442 強くそして半端者の
「覚悟?! 覚悟だと――冗談にしてもつまらないな! この私に覚悟しろと!? いったいそれは、なんの覚悟だ死にぞこない!」
「分からねえのか? そんなの『敗ける覚悟』に決まってんだろ」
「ハッ……頭の中身がショートしたとしか思えん、実に下らん戯言だ……! この状況がわかっていないのか? 私が敗北するような要素が、どこにあると!?」
「俺が相手なんだぜ。なあ、カマル」
「それがどうしたって!!」
「俺が勝つから、お前が負ける。議論の余地もねえシンプルな答えだろうがよ!」
「っ……自惚れも大概にしろ。この、痴れ者がぁ!」
ゴロゴロと雷雲がその身に凝縮されているかのような、空を揺るがすまでの不吉な音を体から響かせるカマル。

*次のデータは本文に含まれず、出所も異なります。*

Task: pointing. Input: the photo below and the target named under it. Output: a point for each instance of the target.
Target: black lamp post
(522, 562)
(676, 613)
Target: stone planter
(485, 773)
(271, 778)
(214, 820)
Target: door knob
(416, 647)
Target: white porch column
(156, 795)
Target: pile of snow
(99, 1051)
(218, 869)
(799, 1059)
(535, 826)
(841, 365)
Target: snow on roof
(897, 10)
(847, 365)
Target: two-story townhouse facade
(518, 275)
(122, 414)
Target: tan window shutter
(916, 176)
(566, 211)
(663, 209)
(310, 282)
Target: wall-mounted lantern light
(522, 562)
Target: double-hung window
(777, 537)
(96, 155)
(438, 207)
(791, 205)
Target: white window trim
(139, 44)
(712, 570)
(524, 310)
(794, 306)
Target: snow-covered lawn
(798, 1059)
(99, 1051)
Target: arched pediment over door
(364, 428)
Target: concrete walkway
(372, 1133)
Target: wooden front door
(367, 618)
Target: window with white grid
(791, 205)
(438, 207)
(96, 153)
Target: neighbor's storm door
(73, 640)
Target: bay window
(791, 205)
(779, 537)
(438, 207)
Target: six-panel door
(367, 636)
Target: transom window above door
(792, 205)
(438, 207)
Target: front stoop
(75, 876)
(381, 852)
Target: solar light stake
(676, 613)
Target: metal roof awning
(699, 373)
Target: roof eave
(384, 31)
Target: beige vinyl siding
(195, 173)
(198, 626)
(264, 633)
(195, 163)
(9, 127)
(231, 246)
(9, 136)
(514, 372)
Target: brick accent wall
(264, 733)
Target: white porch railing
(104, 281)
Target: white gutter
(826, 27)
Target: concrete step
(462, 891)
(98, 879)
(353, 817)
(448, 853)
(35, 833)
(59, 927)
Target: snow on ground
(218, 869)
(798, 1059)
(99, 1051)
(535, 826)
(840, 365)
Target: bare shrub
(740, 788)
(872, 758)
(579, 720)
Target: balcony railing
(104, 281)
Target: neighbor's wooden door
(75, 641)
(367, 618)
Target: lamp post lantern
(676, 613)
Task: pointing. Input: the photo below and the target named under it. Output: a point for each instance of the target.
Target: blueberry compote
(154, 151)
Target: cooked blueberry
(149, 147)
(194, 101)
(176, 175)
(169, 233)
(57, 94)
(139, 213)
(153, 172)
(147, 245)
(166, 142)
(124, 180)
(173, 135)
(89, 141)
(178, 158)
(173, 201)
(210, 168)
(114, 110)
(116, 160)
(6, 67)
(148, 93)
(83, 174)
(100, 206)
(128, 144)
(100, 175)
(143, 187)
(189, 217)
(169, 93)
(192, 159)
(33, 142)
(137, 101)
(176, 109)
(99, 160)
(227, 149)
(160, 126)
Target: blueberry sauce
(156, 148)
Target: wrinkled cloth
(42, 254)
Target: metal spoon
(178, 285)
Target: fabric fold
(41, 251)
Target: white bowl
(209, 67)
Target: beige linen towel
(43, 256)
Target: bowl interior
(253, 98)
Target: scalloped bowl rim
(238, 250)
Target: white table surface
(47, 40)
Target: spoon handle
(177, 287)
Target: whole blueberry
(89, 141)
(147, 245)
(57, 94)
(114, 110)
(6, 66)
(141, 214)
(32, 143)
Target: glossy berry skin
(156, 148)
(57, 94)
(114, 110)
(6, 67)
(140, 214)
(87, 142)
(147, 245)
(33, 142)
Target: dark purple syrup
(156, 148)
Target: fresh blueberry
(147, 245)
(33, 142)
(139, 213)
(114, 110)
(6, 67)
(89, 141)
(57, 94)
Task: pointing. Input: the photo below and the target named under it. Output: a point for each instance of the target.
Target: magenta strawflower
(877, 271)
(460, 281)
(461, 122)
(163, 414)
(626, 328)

来る、とナインが予感した瞬間に彼女はもう動き出していた。
「『猫式八艘』――」
「そう何度も……!」
「『日進』!」
「食らってたまるかぁ!」
青雷弾ける、剥き出しの爪ごと敵に叩き付ける掌打。急加速で放たれるそれの電撃をいくらか浴びつつ、しかし腕そのものはギリギリで躱したナイン。
「うおらぁ!」
「ぬぐっ……!」
引き付け、掻い潜ってからの拳。あえて黒炭のようになっている右腕で攻撃を仕掛けるナインの行動にカマルは驚かされたようだった。まず炭化した腕を意思通りに動かせている時点でもあり得ないことなのだが、こんな状態ですらも拳に凄まじい威力が込められていることもまたカマルにとっては衝撃的であった。

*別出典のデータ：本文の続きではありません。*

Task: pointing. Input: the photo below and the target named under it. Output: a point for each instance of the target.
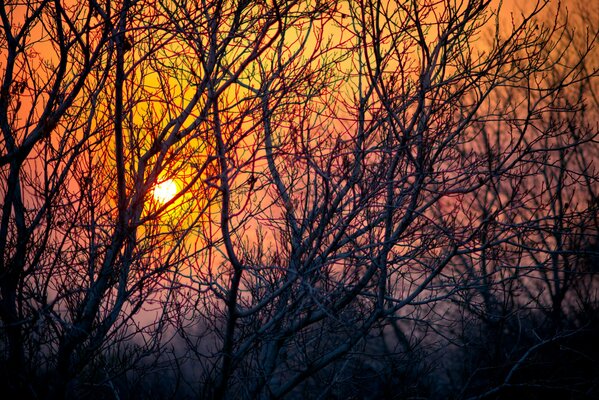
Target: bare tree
(350, 176)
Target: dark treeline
(299, 199)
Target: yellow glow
(165, 191)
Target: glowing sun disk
(165, 191)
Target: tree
(350, 175)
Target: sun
(165, 191)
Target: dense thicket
(374, 199)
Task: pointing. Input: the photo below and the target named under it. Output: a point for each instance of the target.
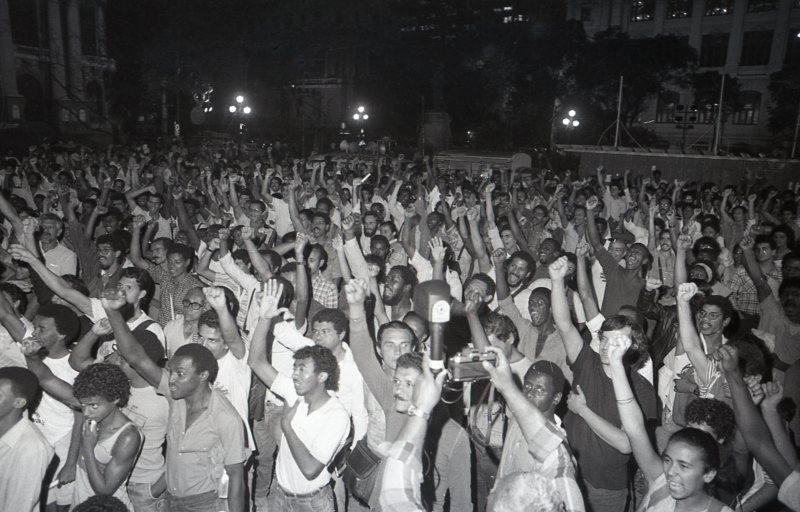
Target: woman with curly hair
(109, 440)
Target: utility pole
(619, 108)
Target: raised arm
(585, 290)
(689, 340)
(136, 245)
(128, 347)
(748, 420)
(302, 289)
(631, 414)
(484, 263)
(227, 324)
(54, 282)
(573, 343)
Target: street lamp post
(240, 108)
(570, 123)
(360, 116)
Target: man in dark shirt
(622, 284)
(593, 425)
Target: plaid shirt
(744, 295)
(172, 292)
(324, 291)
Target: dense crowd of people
(206, 331)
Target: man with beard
(539, 339)
(622, 284)
(369, 224)
(200, 417)
(397, 291)
(593, 423)
(135, 283)
(184, 329)
(59, 259)
(175, 280)
(549, 251)
(744, 294)
(154, 203)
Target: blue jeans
(264, 433)
(605, 500)
(206, 502)
(142, 498)
(322, 501)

だが雷神と化したカマルは先刻以上の肉体強度を得てもいる。それに加えて雷化による物理的な攻撃への疑似耐性や、そして決してないわけではないナイン自身の負ったダメージによる影響もあって、その一撃は勝負を決める一撃には程遠いものにしかならなかったようだ。
「……にゃはは! どれだけ強がろうと体は正直……! キツイものはキツイな、ナイン! とかくその右手はもう私にとっての脅威にはなり得ない。いやなに、誇っていいことだ。まだそれほど動けているだけでも十分にお前も超越者だ!」
「ただし自分のほうが上だが、と言いてぇんだろう」
「よくわかっているじゃないか」
「お前はなんにもわかっちゃいないがな!」
跳ぶ。空間を蹴りつけるような所作でナインが彼我の距離を征服する。シンプルな打突のモーションを読んだカマルは繰り出される左拳へ余裕を持って、けれど実際は神速の速さで回避へ入る――ところが。
「!? がはっ!」
ぐるりとナインが回る。確かに左で殴る動きをしていたのに、回転の勢いで強引に反対へ重心を持っていった。そこから伸びてくるのは――またしても右拳。炭化したもはや武器にはならないはずのそれを、ナインはもう一度カマルへぶつけた。
「どうだこの野郎!」
「ぐ、……っ」
(更に、重いだと……! 道理で言えば使えば使うほど弱るはずだというのに、むしろ逆に! 傷付いた腕が力強さを増していくとでも言うのか……!? そんな馬鹿なことが――)
できるはずがない、と思う。
けれどできるかもしれない、とも思う。
そう、この少女なら。
絶対へと至った自分の最初の『敵』に相応しきこの怪物なら、そんな芸当も可能とするかもしれない。
「面白い……! 確かに詰めの段階にはまだ早かったようだな。未だ死闘か! ――ならばこちらも油断なく、お前という怪物を全力で狩らせてもらおう!」
「……!」
目に見えて負傷を与えたことで勝負は決したも同然だと、ナインをもはや死に行く者として見て、どこか侮る気持ちを芽生えさせていたカマル。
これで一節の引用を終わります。